Helen of Troy (HELE) Q4 2025 earnings summary

Event summary combining transcript, slides, and related documents.

Logotype for Helen of Troy Limited

Q4 2025 earnings summary

23 Dec, 2025

Executive summary

  • Q4 FY25 net sales declined 0.7% year-over-year to $485.9M, with results at the higher end of the outlook range despite currency headwinds; full-year sales were $1.91B, down 4.9%.

  • Adjusted EPS for Q4 was $2.33, down from $2.45 last year; GAAP diluted EPS rose 24% to $2.22 due to a $64.6M transitional tax benefit.

  • Olive & June outperformed expectations, became the #1 nail brand in Target, contributed $23M to Q4 sales, and was acquired for nearly $330M in December 2024.

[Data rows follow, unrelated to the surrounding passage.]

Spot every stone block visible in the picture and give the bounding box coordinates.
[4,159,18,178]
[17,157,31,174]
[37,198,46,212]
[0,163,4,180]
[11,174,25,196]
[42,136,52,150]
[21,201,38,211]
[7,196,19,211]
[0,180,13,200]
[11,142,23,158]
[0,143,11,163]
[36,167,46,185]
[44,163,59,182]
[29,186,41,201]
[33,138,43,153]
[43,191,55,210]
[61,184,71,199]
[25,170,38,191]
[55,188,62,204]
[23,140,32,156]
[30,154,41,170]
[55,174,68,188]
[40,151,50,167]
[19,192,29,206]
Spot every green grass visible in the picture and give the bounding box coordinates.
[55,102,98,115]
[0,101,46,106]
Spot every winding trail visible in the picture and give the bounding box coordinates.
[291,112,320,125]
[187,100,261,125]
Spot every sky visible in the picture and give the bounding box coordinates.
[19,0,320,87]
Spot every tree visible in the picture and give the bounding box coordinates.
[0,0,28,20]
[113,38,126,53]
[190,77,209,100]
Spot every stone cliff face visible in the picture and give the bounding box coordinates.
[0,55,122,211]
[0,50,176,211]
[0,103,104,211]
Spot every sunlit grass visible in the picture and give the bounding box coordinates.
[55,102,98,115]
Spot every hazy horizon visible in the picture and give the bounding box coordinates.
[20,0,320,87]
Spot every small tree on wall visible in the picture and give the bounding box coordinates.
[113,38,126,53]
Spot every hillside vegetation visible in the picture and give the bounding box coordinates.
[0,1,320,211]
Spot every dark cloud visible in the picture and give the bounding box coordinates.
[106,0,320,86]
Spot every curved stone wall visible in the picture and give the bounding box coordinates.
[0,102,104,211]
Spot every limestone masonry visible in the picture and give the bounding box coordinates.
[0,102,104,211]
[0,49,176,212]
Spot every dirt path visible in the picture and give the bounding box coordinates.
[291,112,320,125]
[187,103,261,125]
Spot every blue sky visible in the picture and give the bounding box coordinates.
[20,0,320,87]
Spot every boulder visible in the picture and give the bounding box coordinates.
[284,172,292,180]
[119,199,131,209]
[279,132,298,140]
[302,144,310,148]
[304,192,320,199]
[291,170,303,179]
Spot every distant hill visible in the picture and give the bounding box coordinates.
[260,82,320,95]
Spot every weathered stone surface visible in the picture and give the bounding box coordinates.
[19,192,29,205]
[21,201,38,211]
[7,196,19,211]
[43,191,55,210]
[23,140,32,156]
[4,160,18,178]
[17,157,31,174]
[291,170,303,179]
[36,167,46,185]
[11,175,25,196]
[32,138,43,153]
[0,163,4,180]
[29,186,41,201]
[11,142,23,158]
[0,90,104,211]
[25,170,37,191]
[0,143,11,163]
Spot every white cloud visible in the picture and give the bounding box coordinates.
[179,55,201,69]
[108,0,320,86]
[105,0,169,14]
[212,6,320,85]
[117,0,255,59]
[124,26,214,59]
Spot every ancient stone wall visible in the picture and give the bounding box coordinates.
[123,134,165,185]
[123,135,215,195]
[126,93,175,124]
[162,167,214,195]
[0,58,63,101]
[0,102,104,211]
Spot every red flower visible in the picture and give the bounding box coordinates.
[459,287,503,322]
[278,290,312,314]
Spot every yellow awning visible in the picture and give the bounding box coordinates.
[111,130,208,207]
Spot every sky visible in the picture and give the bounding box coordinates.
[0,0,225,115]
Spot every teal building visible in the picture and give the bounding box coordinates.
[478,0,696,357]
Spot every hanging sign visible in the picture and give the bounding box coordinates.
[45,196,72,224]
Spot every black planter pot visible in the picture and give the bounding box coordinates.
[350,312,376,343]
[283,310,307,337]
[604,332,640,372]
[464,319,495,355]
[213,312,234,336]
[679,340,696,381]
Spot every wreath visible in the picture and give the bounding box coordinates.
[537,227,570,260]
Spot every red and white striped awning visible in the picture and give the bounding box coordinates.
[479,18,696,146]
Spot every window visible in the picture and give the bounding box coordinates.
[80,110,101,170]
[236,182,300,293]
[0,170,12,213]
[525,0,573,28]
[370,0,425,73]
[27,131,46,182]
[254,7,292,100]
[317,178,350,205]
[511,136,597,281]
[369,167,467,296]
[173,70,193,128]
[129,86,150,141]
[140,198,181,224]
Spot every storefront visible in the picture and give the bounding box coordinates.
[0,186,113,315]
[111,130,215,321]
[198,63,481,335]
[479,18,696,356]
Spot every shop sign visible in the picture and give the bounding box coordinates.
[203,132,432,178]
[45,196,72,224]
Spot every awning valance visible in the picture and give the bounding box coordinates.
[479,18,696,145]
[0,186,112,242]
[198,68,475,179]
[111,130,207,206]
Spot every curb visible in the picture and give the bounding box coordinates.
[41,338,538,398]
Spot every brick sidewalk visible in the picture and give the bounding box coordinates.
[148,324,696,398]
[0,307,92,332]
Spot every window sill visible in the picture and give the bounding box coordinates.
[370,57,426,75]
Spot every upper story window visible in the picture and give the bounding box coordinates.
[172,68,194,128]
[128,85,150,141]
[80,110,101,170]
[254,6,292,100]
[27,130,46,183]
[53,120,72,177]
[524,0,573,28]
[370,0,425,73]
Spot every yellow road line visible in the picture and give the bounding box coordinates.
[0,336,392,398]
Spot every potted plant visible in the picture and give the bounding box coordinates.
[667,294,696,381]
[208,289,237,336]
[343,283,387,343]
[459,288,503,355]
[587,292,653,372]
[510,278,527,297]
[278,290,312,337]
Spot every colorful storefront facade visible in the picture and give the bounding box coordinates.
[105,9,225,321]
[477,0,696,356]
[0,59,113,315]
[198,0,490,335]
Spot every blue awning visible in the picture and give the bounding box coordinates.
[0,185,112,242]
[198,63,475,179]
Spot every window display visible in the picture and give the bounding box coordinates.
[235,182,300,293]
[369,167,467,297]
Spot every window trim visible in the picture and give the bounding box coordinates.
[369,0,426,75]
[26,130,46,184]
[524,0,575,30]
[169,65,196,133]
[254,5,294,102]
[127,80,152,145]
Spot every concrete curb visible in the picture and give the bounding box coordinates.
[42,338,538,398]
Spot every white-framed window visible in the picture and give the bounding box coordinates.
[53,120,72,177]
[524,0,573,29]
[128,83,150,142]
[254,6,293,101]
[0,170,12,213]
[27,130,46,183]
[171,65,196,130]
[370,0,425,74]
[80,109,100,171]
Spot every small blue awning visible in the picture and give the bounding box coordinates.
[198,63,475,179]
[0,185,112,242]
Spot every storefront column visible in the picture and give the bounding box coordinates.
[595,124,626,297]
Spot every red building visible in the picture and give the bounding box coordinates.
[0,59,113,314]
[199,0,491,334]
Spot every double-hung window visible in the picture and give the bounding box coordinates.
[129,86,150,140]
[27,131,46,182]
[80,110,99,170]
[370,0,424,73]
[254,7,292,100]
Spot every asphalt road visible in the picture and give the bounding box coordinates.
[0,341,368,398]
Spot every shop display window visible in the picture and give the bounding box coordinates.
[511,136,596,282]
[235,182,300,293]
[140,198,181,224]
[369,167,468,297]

  • Project Pegasus restructuring completed, delivering the largest annual savings, improving gross margin, and incurring $60.9M in pre-tax charges.

  • No formal FY26 guidance provided due to global trade policy uncertainty and macroeconomic volatility; supplier diversification and cost control are key focuses.

Financial highlights

  • Q4 net sales: $485.9M, down 0.7% YOY; adjusted operating margin: 15.4% (-160 bps YOY); gross margin: 48.6% (-40 bps YOY); adjusted EBITDA margin: 17.4% (-190 bps YOY); adjusted EPS: $2.33 (vs. $2.45 LY); free cash flow: $27.1M.

  • FY25 net sales: $1.908B, down 4.9% YOY; adjusted operating margin: 13.2%; gross margin: 47.9% (+60 bps YOY); adjusted EBITDA margin: 15.2%; adjusted EPS: $7.17; free cash flow: $83.1M (vs. $269.4M LY).

  • Q4 net income was $50.9M, up from $42.7M; full-year net income was $123.8M, down from $168.6M.

  • Net leverage ratio at year-end was 3.0x, reflecting the Olive & June acquisition and share repurchases.

  • Q4 operating margin dropped to 0.4% due to a $51.5M impairment charge; adjusted operating margin was 15.4%.

Outlook and guidance

  • No FY26 guidance provided due to global trade policy and tariff uncertainty; outlook will be updated when there is more clarity.

  • Supplier diversification plan accelerated, targeting 70–80% mitigation of $200M+ tariff impact in FY26 and reducing China exposure to under 20% of COGS by end of FY26.

  • Q1 FY26 expected to be softer than Q4, with pressure from paused retailer direct imports and international headwinds, especially in China.

  • Anticipate positive free cash flow for the full year despite challenges.

  • Cost reduction and cash preservation measures implemented, including capex suspension and expense reductions.